En el momento de ensayar
cualquier teorización sobre lo que suele conocerse como ‘imaginario social’,
conviene empezar aplicando este criterio de reflexividad a los términos de la
propia expresión -‘imaginario social’- pues, efectivamente, ambos son deudores
de un imaginario bien concreto, y su asunción acrítica nos pone en peligro de proyectar
sobre cualquier imaginario lo que no son sino rasgos característicos de éste y no
de otros. Por un lado, el término imaginario hace referencia evidente a
‘imagen’ e ‘imaginación’. Y, ciertamente, todos los estudiosos coinciden en
señalar a las imágenes como los principales –cuando no exclusivos- habitantes
de ese mundo (o pre-mundo) de lo imaginario. No es menos cierto que es contra las
imágenes y su oscuro arraigo en el imaginario popular contra lo que han luchado
los distintos intelectualismos ilustrados, desde el islámico o el protestante
hasta el cartesiano o el de la ciencia actual. Pero tampoco es menos cierto que
también esos movimientos iconoclastas son fuertemente deudores, en el caso
europeo, de una cultura que privilegia la visión y su producto (la imagen)

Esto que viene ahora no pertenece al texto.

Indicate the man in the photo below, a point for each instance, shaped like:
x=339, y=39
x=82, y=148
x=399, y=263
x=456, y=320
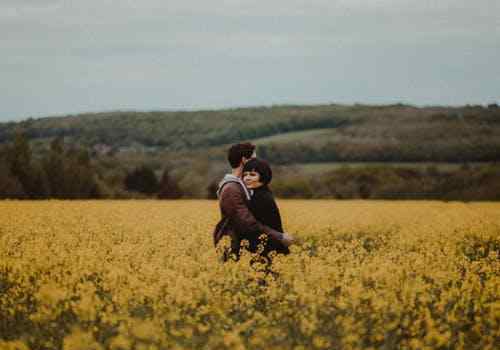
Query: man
x=237, y=221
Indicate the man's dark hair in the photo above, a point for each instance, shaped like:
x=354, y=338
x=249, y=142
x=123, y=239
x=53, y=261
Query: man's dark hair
x=261, y=167
x=236, y=153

hasta degradar, cuando no aniquilar, el valor de cualquiera de los otros llamados
cinco sentidos: oído, olfato, gusto y tacto, por no hablar de otros sentidos no
menos ninguneados, como el sentido común o el sentido del gusto por la palabra hablada.
De hecho, las reiteradas cruzadas racionalistas contra el imaginario se han llevado
a cabo, paradójicamente, en nombre de imágenes, en nombre de esas imágenes abstractas
y depuradas de connotaciones sensibles que son las ‘ideas’ (no olvidemos que también
éstas provienen del verbo griego êidon, ‘yo vi’). El imaginario, pues, no puede estar
poblado sólo de imágenes. Incluso, como veíamos antes, debe situarse un paso antes
de éstas, pues de él emana tanto la posibilidad de construir cierto tipo de
imágenes como la imposibilidad de construir otras.